We are interest in testing the hypothesis: \[H_0:\beta_1=\beta_2=\beta_3 \ \text{ against } \ H_1:\beta_1,\beta_2,\beta_3 \ \text{are not all equal.}\] The null hypothesis \(H_0\) is equivalent to \(\beta_1-\beta_2=0\) and \(\beta_2-\beta_3=0\), which can be expression as \[\boldsymbol{C}\boldsymbol{\beta}=0,\] where \(\boldsymbol{\beta}=(\beta_1,\beta_2,\beta_3,\beta_4)^\top\) and \[ \boldsymbol{C}=\left( \begin{matrix} 1 & -1 & 0 & 0 \\ 0 & 1 & -1 & 0 \end{matrix} \right). \] According to question 4, we know the Wald test statistic is \[Z_W^2=\widehat{\boldsymbol{\beta}}^\top\boldsymbol{C}^\top\big[\boldsymbol{C}I^{-1}(\widehat{\boldsymbol{\beta}})\boldsymbol{C}^\top\big]^{-1}\boldsymbol{C}\widehat{\boldsymbol{\beta}}\sim\chi^2(q).\] Therefore, the corresponding R code and output is as follows:
C <- matrix(c(1,0,-1,1,0,-1,0,0), nrow = 2)
beta <- model2$coefficients %>% as.numeric()
I <- model2$var
z_wald <- (t(C %*% beta) %*% solve(C %*% I %*% t(C)) %*% C %*% beta)[1,1]
p_value <- 1 - pchisq(z_wald, df = 2)
cat("The p value is", p_value)
## The p value is 0.00429843
Because the \(p\)-value is \(0.00429843<0.05\), we must reject the null hypothesis.
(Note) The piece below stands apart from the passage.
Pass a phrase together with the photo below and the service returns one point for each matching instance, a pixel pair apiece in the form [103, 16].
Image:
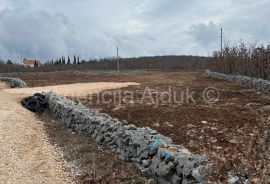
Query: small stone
[146, 163]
That is, we accept the alternative hypothesis \(H_1:\beta_1,\beta_2,\beta_3\) are not all equal. Therefore, we think the stage 2,3,4 are not all the same.
Then, we use likelihood ratio test to this hypothesis.
for (i in 1:90) {
if (larynxCancer$stage[i] != 1) {
larynxCancer$stage[i] <- 0
}
}
model4 <- coxph(Surv(time, death)~factor(stage) + age, data = larynxCancer)
anova(model2, model4)
## Analysis of Deviance Table
## Cox model: response is Surv(time, death)
## Model 1: ~ factor(stage) + age
## Model 2: ~ factor(stage) + age
## loglik Chisq Df Pr(>|Chi|)
## 1 -187.71
## 2 -192.74 10.057 2 0.006548 **
## ---
## Signif. codes: 0 '***' 0.001 '**' 0.01 '*' 0.05 '.' 0.1 ' ' 1
We find that \(p\)-value is \(0.006548<0.05\), we must reject the null hypothesis. Therefore, we obtain the same conclusion with the Wald test.